Integrated multi-omics analysis describes immune profiles in ischemic heart failure and identifies PTN as a novel biomarker.

作者信息

Xiong Ting, Li Quhuan, Wang Yifan, Kong Ying, Li Hailin, Liu Jie, Wu Yueheng, Zhang Fengxia

机构信息

School of Bioscience and Bioengineering, South China University of Technology, Guangzhou, China.

Department of Cardiovascular Surgery, Guangdong Cardiovascular Institute, Guangdong Provincial People's Hospital (Guangdong Academy of Medical Sciences), Southern Medical University, Guangzhou, Guangdong, China.

出版信息

Front Mol Biosci. 2024 Dec 11;11:1524827. doi: 10.3389/fmolb.2024.1524827. eCollection 2024.

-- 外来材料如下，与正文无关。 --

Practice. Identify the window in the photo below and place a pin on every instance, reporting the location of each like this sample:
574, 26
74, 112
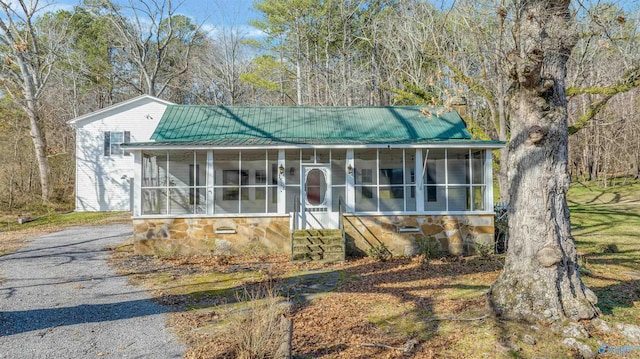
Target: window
173, 182
454, 180
240, 183
112, 142
385, 180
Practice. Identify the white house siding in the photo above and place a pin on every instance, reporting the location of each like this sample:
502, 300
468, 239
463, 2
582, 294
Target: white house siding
103, 183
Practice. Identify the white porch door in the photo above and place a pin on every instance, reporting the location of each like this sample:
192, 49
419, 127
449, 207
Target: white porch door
316, 206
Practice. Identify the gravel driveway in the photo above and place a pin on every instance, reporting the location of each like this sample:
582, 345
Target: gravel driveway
59, 299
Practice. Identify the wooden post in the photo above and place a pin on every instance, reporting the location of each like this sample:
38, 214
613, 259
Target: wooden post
286, 324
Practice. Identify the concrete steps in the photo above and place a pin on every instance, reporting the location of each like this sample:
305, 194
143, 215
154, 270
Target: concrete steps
317, 245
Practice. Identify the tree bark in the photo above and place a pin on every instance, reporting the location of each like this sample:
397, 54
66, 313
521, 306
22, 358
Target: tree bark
540, 281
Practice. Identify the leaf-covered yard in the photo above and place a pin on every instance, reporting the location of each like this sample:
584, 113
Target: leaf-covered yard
336, 309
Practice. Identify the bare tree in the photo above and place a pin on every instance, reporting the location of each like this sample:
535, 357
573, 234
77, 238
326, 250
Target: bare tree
29, 56
540, 281
157, 41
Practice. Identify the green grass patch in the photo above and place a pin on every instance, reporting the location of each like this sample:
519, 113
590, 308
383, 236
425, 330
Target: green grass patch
606, 226
62, 220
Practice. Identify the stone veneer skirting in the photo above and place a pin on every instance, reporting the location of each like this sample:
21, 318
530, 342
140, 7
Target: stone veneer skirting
403, 235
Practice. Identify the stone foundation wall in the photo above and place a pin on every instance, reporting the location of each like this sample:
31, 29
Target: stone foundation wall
402, 235
208, 236
408, 235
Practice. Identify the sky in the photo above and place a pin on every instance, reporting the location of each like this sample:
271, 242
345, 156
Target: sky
213, 14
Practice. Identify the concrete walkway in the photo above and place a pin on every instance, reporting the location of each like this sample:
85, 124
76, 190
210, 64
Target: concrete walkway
59, 299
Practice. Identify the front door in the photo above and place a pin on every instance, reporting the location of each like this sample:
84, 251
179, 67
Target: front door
316, 209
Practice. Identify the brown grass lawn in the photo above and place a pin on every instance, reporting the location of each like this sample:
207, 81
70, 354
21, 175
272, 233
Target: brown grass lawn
393, 302
340, 309
14, 235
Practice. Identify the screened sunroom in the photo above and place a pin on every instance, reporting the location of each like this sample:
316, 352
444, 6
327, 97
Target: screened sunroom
387, 175
280, 181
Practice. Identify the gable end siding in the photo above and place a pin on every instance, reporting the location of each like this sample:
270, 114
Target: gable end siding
103, 182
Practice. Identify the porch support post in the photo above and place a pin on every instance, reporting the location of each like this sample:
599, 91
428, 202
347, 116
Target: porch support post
350, 193
137, 183
210, 179
488, 180
419, 181
282, 189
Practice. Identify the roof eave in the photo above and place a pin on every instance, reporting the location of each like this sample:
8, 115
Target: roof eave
492, 145
101, 111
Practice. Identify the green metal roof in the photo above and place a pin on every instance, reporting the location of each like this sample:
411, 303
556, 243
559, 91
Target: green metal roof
183, 125
312, 125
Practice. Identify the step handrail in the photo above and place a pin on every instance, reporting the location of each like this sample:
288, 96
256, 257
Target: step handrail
294, 221
341, 227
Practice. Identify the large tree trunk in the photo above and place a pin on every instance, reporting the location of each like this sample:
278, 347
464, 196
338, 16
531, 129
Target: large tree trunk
540, 281
40, 147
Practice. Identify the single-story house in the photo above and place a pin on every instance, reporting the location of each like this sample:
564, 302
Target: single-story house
246, 179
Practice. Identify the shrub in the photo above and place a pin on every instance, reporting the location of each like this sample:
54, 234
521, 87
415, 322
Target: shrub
257, 332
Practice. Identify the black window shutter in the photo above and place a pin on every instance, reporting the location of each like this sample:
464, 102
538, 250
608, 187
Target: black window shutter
107, 143
127, 139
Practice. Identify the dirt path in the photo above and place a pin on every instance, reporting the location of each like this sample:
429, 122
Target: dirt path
59, 299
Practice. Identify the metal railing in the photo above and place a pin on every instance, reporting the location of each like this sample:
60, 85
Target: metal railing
341, 227
294, 221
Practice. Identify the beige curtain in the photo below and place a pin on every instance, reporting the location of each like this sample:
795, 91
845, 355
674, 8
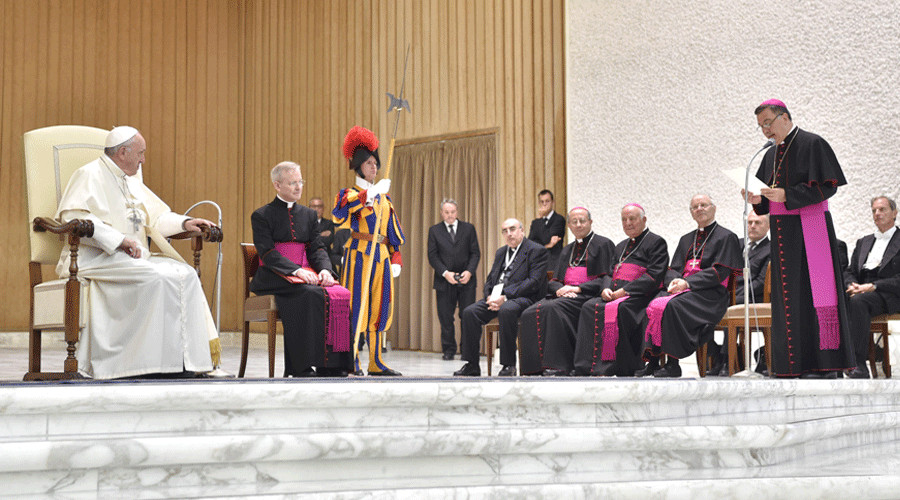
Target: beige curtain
462, 167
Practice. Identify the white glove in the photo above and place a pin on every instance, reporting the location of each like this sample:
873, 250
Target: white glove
381, 187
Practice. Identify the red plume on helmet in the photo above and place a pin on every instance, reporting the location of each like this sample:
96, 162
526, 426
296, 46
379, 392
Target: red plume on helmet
359, 136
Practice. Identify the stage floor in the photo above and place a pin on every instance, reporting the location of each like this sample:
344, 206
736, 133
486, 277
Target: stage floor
14, 359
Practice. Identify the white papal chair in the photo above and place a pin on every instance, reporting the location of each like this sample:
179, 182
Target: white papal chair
52, 154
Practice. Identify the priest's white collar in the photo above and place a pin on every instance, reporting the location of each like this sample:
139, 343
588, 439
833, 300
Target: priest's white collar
789, 133
363, 184
290, 204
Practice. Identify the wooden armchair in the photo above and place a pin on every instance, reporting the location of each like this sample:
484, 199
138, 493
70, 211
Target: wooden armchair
256, 308
52, 154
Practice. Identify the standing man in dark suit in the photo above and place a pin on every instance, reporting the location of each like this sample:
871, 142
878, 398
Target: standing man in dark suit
549, 228
324, 226
517, 280
873, 279
454, 254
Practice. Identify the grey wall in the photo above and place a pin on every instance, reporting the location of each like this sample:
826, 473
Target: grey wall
660, 97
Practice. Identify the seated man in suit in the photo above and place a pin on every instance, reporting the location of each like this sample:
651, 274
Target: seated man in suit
683, 316
294, 266
547, 328
517, 279
760, 247
454, 254
549, 228
610, 329
873, 279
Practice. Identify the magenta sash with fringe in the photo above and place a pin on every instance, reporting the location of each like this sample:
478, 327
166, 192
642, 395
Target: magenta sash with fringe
821, 268
338, 298
624, 271
576, 276
658, 305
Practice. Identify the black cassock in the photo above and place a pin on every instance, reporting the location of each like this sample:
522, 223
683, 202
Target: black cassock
806, 167
649, 251
690, 317
303, 308
548, 326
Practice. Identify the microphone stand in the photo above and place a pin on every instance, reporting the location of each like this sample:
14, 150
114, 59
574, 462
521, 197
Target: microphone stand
747, 372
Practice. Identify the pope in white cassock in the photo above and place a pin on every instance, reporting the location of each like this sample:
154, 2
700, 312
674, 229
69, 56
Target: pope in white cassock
148, 313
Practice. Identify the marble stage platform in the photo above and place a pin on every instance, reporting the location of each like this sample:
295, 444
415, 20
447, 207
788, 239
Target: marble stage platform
451, 438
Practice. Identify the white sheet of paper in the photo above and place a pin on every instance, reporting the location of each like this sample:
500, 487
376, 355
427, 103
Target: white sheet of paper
737, 175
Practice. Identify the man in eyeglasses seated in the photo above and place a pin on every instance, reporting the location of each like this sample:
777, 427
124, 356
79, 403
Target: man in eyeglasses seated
548, 326
683, 316
873, 279
517, 280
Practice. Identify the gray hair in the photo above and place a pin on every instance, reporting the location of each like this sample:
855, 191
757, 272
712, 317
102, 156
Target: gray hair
281, 168
579, 208
891, 202
114, 150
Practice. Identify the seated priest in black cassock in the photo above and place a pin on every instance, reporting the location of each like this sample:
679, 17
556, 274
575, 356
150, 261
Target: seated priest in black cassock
549, 325
873, 279
611, 327
683, 317
517, 280
758, 254
294, 266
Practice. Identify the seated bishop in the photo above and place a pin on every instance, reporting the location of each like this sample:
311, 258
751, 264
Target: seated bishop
611, 327
148, 313
547, 328
684, 315
295, 267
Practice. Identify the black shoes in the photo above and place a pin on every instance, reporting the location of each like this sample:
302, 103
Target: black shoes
668, 371
507, 371
468, 370
859, 372
387, 372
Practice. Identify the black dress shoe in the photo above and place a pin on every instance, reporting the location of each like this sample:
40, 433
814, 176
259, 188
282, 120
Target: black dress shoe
549, 372
507, 371
309, 372
468, 370
387, 372
668, 371
647, 370
331, 372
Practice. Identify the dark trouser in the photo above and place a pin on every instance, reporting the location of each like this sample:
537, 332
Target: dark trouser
303, 317
863, 306
447, 301
477, 314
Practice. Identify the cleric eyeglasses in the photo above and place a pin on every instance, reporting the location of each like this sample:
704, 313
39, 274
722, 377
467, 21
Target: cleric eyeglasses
767, 125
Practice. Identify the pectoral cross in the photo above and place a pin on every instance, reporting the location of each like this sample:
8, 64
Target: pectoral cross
135, 218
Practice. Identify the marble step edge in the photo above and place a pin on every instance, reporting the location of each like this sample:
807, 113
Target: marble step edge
93, 452
237, 395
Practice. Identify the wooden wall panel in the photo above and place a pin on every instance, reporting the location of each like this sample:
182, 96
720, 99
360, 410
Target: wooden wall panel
222, 91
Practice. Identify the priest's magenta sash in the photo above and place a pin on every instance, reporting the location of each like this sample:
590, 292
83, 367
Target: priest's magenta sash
624, 271
576, 276
821, 268
338, 328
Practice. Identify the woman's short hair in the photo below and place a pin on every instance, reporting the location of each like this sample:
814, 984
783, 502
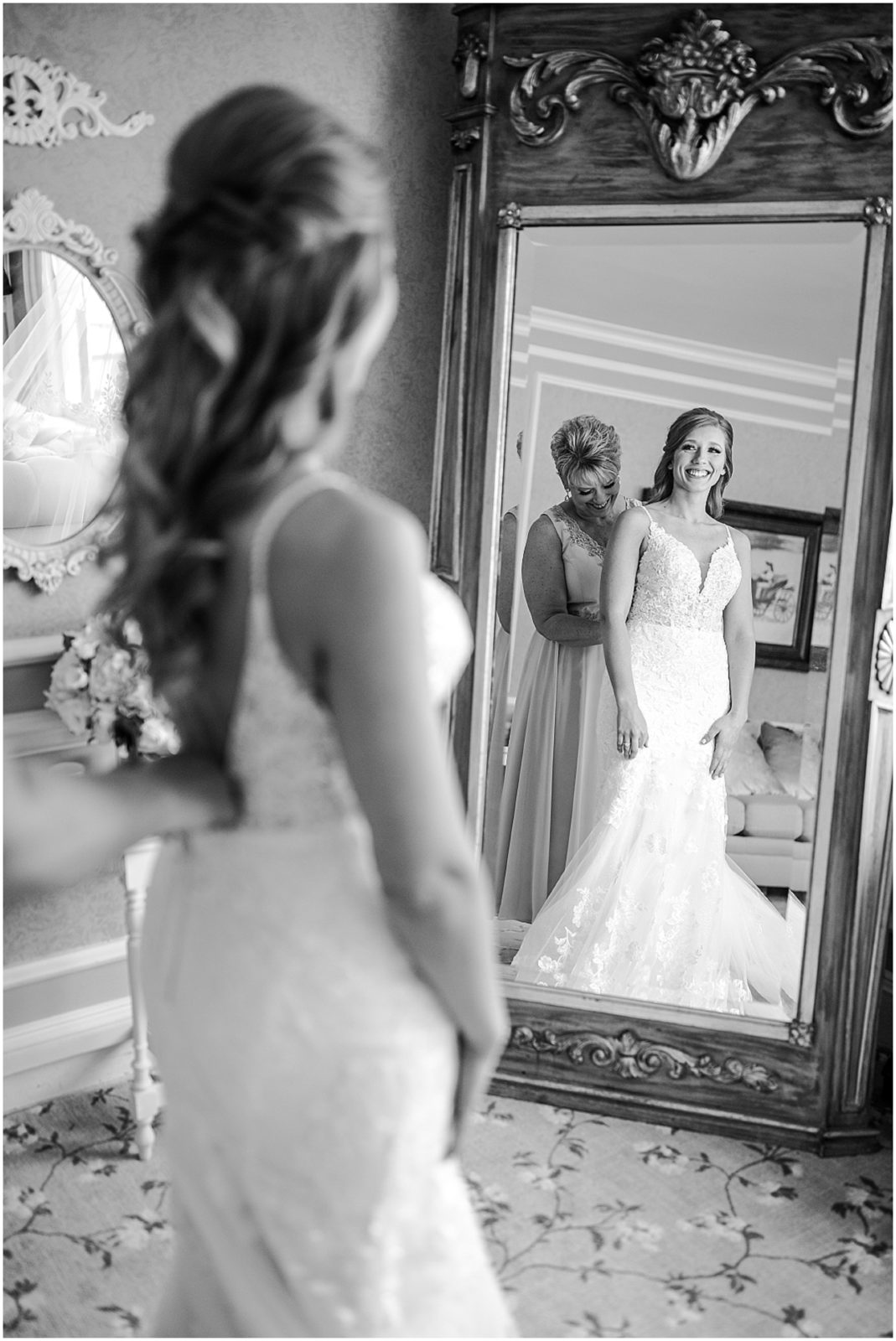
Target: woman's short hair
677, 432
585, 444
267, 254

DOI:10.3389/fmolb.2024.1524827
PMID:39722892
原文链接:https://pmc.ncbi.nlm.nih.gov/articles/PMC11668632/
Abstract

INTRODUCTION

Heart failure is a leading global cause of mortality, with ischemic heart failure (IHF) being a major contributor. IHF is primarily driven by coronary artery disease, and its underlying mechanisms are not fully understood, particularly the role of immune responses and inflammation in cardiac muscle remodeling. This study aims to elucidate the immune landscape of heart failure using multi-omics data to identify biomarkers for preventing cardiac fibrosis and disease progression.

METHODS

We utilized multi-omics data to elucidate the intricate immune landscape of heart failure at various regulatory levels. Given the substantial size of our transcriptomic dataset, we used diverse machine learning techniques to identify key mRNAs. For smaller datasets such as our proteomic dataset, we applied multilevel data cleansing and enhancement using principles from network biology. This comprehensive analysis led to the development of a scalable, integrated -omics analysis pipeline.

RESULTS

Pleiotrophin (PTN) had shown significant upregulation in multiple datasets and the activation of various molecules associated with dysplastic cardiac remodeling. By synthesizing these data with experimental validations, PTN was identified as a potential biomarker.

DISCUSSION

The present study not only provides a comprehensive perspective on immune dynamics in IHF but also offers valuable insights for the identification of biomarkers, discovery of therapeutic targets, and development of drugs.

摘要

引言

心力衰竭是全球主要的死亡原因,缺血性心力衰竭(IHF)是主要促成因素。IHF主要由冠状动脉疾病驱动,其潜在机制尚未完全了解,尤其是免疫反应和炎症在心肌重塑中的作用。本研究旨在利用多组学数据阐明心力衰竭的免疫格局,以识别预防心脏纤维化和疾病进展的生物标志物。

方法

我们利用多组学数据在各个调控水平阐明心力衰竭复杂的免疫格局。鉴于我们转录组数据集的规模庞大,我们使用了多种机器学习技术来识别关键mRNA。对于像我们蛋白质组数据集这样较小的数据集,我们应用网络生物学原理进行多级数据清理和增强。这种全面分析促成了一个可扩展的综合组学分析流程的开发。

结果

多效生长因子(PTN)在多个数据集中显示出显著上调,并且与发育异常的心脏重塑相关的各种分子被激活。通过将这些数据与实验验证相结合,PTN被确定为一种潜在的生物标志物。

讨论

本研究不仅提供了关于IHF免疫动态的全面观点,还为生物标志物的识别、治疗靶点的发现和药物的开发提供了有价值的见解。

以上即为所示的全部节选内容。